Osmolality Case Study Flashcards

(1 cards)

1
Q

A garage mechanic was admitted to the emergency room unconscious, having been found in this state at home by his flat-mate. He had been acutely depressed since the death of his girlfriend in a road traffic accident two weeks before. On examination, he was not able to be
aroused. Temperature, blood pressure and pulse were normal but he was hyperventilating.
Investigations
Sodium 138 mmol/L
Potassium 5.2 mmol/L
Bicarbonate 4 mmol/L
Urea 7.0 mmol/L
Creatinine 110 umol/L
Glucose 4.5 mmol/L
Calcium 1.5 mmol/L
Osmolality 326 mmol/kg
(phosphate, protein, ‘liver function” tests were within reference intervals)
acetaminophen, salicylate: not detected
blood gases: PCO2 25 mmHg (reference 35-45)
Urine: negative: glucose and ketones
present: calcium oxalate crystals

  1. Calculate the osmolal gap.
  2. Based on the patients results what is the most probable diagnosis?
  3. How would the patient be treated?
A
  1. 38 or 49 (based on what formula you use)
  2. There is a severe non-respiratory acidosis:diabetic ketoacidosis is excluded by the normal glucose and lack of ketonuria. The calculated osmolality is approximately 288 (or 277) mmol/kg, giving an osmolal gap of 38 (or 49) mmol/kg, suggesting the presence of some other osmotically active substance(s) in the blood. A lactate concentration this high in lactic acidosis would be exceptional. The substance could be ethanol (although the acidosis of ethanol poisoning is usually ketoacidosis) or some other alcohol. The clue to the diagnosis is provided by the low calcium concentration. The combination of severe acidosis and hypocalcaemia is characteristic of ethylene glycol poisoning.
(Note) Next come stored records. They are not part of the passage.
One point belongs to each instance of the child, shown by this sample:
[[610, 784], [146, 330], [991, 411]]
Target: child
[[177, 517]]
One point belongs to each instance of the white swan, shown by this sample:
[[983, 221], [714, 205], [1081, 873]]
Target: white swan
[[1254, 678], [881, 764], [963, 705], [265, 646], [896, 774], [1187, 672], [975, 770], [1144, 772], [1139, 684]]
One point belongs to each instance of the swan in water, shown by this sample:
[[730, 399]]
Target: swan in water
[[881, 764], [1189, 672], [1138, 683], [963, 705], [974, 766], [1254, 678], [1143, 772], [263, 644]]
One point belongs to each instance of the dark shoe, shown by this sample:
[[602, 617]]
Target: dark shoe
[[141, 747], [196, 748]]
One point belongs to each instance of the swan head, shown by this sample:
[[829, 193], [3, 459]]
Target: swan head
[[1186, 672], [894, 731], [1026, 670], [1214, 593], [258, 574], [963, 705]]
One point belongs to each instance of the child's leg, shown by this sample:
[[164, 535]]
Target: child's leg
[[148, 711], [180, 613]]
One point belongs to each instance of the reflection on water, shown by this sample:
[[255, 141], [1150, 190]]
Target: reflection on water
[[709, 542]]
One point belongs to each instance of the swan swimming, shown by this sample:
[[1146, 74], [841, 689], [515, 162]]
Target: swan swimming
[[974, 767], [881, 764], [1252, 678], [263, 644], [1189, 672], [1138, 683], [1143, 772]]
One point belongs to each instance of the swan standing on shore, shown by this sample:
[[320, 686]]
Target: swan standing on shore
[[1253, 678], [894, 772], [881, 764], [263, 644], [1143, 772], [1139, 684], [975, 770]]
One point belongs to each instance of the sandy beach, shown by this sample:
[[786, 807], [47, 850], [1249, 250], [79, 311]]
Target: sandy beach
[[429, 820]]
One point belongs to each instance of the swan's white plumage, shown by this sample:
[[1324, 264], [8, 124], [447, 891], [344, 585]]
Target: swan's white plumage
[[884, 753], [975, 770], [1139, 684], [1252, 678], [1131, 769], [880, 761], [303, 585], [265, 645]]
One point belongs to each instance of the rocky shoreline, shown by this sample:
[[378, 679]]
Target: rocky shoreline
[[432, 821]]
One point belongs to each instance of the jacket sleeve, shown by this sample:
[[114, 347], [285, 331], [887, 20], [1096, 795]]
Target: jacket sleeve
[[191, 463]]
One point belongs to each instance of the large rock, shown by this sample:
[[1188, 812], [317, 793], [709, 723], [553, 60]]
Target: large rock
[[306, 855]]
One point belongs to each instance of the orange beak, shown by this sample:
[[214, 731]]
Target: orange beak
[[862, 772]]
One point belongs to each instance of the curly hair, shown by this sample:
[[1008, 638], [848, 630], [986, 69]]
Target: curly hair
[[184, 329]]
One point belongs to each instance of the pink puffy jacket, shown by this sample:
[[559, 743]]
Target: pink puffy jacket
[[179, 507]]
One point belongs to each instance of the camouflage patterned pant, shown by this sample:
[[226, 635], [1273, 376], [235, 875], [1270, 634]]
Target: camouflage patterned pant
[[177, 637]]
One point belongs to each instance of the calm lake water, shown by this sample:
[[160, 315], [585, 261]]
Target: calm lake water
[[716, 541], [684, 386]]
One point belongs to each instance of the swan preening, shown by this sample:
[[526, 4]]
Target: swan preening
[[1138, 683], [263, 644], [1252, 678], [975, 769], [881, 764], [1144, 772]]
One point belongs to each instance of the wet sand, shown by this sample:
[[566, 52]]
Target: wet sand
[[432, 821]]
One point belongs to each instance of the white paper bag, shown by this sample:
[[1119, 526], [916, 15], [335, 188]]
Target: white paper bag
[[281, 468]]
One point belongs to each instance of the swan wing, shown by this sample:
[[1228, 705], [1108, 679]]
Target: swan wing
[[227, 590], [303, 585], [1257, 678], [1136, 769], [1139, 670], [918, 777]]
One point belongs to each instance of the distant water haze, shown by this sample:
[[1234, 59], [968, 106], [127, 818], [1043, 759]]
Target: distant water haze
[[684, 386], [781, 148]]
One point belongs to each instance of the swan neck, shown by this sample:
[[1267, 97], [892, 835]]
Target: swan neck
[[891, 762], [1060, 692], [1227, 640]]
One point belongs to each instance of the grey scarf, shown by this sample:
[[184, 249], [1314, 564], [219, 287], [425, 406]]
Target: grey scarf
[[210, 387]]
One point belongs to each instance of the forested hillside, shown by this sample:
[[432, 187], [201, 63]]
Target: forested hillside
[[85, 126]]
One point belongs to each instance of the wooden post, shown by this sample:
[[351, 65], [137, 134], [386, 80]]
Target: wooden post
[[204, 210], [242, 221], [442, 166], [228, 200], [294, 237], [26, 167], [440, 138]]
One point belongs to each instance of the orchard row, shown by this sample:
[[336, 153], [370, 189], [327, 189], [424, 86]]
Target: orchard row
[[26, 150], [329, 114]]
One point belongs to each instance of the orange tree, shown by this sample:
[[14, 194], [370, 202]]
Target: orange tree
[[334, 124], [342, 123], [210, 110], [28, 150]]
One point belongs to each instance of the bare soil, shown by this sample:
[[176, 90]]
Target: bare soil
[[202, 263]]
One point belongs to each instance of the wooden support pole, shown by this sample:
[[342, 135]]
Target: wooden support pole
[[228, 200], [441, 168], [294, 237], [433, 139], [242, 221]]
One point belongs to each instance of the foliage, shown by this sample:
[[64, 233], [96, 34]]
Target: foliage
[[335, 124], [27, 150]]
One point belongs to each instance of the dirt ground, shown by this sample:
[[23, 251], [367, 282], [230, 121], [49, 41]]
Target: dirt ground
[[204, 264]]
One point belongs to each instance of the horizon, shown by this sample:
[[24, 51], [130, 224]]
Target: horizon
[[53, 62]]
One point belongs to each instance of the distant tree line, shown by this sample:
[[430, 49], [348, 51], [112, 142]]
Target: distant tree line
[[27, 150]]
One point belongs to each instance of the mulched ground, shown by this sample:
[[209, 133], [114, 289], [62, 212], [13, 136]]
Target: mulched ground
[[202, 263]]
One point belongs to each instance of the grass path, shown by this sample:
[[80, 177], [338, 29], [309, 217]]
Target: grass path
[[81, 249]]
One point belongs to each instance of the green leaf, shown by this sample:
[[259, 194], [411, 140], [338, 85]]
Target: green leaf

This substance is metabolized to various organic acids, including oxalic acid, which combines with calcium to form insoluable calcium oxalate.
  3. Ethylene glycol is present in antifreeze products and is ingested either accidentally or for the purpose of inebriation or suicide. Ethylene glycol is relatively non-toxic and initially the CNS effects resemble those of ethanol. The metabolism of ethylene glycol by ADH results in the formation of a number of acidic metabolites including oxalic acid and glycolic acid. The clinical manifestations include neurological abnormalities (CNS depression, coma and convulsions), severe metabolic acidosis, acute renal failure and cardiopulmonary failure. Due to the rapid elimination of ethylene glycol (half-life of approx 3 hours), its serum concentration may be low or undetectable at a time when that for glycolic acid remains elevated. Therefore the determinations of both ethylene glycol and glycolic acid gives very useful clinical and information. Other clinical findings with ethylene glycol poisoning include increased serum osmolal and anion gaps, decreased serum calcium, and the presence of calcium oxalate crystals in the urine. The decreased serum calcium results from calcium oxalate deposition in tissues, from a possible interference in normal parathyroid hormone response, or both.
    The treatment for ethylene glycol intoxications includes the administration of ethanol to
    saturate ADH and thereby inhibit metabolism of ethylene glycol or the administration of the
    ADH inhibitor, 4-methylpyrazole (Antizol [fomepizole]), aggressive therapy with sodium
    bicarbonate to alleviate the acidosis, and hemodialysis or forced diuresis to enhance the
    removal of ethylene glycoland acid metabolites. A serum ethanol concentration of approx. 100 mg/dL is sufficient to saturate ADH and thus prolong the elimination half-life of ethylene glycol from approx. 3 hours (metabolism and renal excretion) to about 17 hours (renal excretion).
    Administration of ethanol or –methylpyrazole generally is recommended when the serum ethylene glycol is greater than 20mg/dL. When the serum ethylene glycol concentration is
    greater than 50 mg/dL hemodialysis will effectively remove ethylene glycol and glycolic acid. (or in severe cases of metabolic acidosis or vascular collapse).